A produção de vídeos hoje é uma das principais vias de circulação de capitais, financeiros e simbólicos. Como avaliar se aquele curso, aquele exercício, está produzindo uma relação emancipadora com o conhecimento? Que não está re-produzindo o mesmo conjunto de representações dominantes, tanto nas imagens quanto nas ideologias nelas embutidas? Considerando o lugar historicamente colonizado de onde produzimos, a América latina, que passa atualmente por um processo de neo-descolonização, para que tal descolonização seja efetiva é preciso pensá-la em termos não apenas econômicos e políticos, mas também culturais e epistemológicos.
Os usos aqui denominados “mágicos” enfatizam uma emancipação sensível e imaginativa usando o audiovisual como matéria-prima para deslocar o pensamentodo modo de subjetivação dominante. A investigação se apoia na ideia de que este engajamento específico da máquina cinema-escola é capaz de produzir transformações em aspectos sócio-afetivos das pessoas envolvidas pela força transindividual da brincadeira, feita de gestos performativos que induzem uma mudança qualitativa na natureza da situação. (Massumi, 2017)
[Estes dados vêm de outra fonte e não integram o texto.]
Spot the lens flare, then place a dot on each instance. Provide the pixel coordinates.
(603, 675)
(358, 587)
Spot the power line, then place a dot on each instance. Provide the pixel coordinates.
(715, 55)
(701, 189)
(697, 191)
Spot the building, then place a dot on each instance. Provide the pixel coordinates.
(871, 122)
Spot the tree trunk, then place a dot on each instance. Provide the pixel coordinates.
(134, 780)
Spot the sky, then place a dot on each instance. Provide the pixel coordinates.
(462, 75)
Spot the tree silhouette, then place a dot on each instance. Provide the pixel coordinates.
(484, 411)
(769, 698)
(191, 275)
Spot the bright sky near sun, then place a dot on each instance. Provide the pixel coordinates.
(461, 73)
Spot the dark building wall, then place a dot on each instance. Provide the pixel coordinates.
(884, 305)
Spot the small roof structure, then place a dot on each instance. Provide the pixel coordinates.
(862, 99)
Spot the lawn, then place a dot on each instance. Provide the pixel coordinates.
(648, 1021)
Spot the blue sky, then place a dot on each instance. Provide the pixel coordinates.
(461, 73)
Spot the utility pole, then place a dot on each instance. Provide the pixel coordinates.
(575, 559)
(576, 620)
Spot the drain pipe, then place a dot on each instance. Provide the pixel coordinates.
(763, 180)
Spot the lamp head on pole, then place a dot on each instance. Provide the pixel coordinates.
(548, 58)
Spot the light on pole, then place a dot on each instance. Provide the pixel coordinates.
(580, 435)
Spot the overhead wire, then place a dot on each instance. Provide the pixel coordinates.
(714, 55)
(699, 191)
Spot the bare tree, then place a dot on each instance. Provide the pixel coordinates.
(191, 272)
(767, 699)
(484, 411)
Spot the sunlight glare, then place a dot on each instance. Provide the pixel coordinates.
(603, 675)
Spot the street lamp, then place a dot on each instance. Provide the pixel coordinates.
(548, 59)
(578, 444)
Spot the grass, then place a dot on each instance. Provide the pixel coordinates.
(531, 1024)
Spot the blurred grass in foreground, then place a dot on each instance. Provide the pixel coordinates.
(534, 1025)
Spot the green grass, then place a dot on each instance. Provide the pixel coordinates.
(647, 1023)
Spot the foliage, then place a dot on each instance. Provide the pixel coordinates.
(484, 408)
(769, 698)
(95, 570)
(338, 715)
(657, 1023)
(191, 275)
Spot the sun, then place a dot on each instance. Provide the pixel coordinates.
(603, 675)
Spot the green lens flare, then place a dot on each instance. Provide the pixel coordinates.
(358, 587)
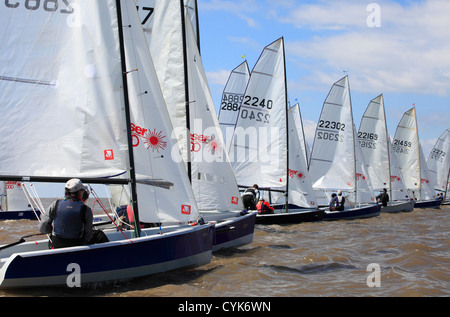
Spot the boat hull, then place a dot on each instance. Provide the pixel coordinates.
(234, 232)
(116, 260)
(19, 215)
(436, 203)
(400, 206)
(294, 215)
(353, 213)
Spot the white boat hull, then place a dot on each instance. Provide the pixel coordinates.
(399, 206)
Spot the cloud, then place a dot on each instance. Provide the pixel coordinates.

Quando Muniz Sodré (2012), para pensar a reinvenção da educação, evoca “a possibilidade interna de outra instalação temporal”, ele nos convida a estabelecer outras relações com os saberes, no contexto deste artigo, com a linguagem audiovisual. Como nos apontam Fresquet (2013) e Ranciére (2007), a educação entendida como missão de redução das desigualdades entre os que sabem e os que tem que aprender, constitui uma leitura simplificada de seu objetivo principal, se subestimando a capacidade emocional e intelectual do sujeitos de se apropriar e produzir conhecimento.
O percurso teórico aqui desenhado para circunscrever o conceito de modo mágico passa por principios presentes nos escritos alquímicos (CARVALHO, 1995), na psicomagia (JODOROWSKY, 2009) e nas mitologias ameríndias (VIVEIROS DE CASTRO, 2013) e (ALBERT, KOPENAWA, 2015): o percurso de auto-conhecimento, a ritualização de processos e o não-protagonismo humano.
O que Walter Benjamin quer dizer quando afirma que “da educação das crianças deveriam se ocupar os artistas, colecionadores e mágicos” (2005)? Que tipo de competências estavam na mente do filósofo quando delega aos artistas e mágicos a tarefa de estar entre as crianças de uma sociedade?
Pretendo situar o gesto mágico do/a educador/a a partir da descrição de alguns destes jogos, contribuindo com as condições de visibilidade e dizibilidade deste campo sutil de inteligibilidade.
Bibliografia
- BENJAMIN, Walter. Reflexões: a criança, o brinquedo, a educação. São Paulo:
Duas Cidades; Ed. 34, 2002
CARVALHO, José Jorge de. Mutus liber: O livro mudo da alquimia /ensaio preliminar, comentários e notas Jose Jorge de Carvalho. São Paulo, Attar, 1995.
FRESQUET, Adriana. Cinema e educação: reflexões e experiências com professores e estudantes de educação básica, dentro e “fora” da escola. Belo Horizonte: Autêntica, 2013.
JODOROWSKY, Alejandro. Psicomagia. Tradução: Sueli Farah. São Paulo: Devir, 2009.
KOPENAWA, Davi; ALBERT, Bruce. A queda do céu: Palavras de um xamã yanomami. Tradução de Beatriz Perrone-Moisés. São Paulo: Companhia das Letras, 2015
MASSUMI, Brian. O que os animais nos ensinam sobre política. São Paulo: n-1 edições, 2017.
RANCIERE, Jacques (2007). O mestre ignorante: Cinco lições sobre emancipação intelectual. Belo Horizonte: Autêntica
SODRÉ, Muniz. Reinventando a educação: diversidade, descolonização e redes. 2. ed. Petrópolis: Vozes, 2012.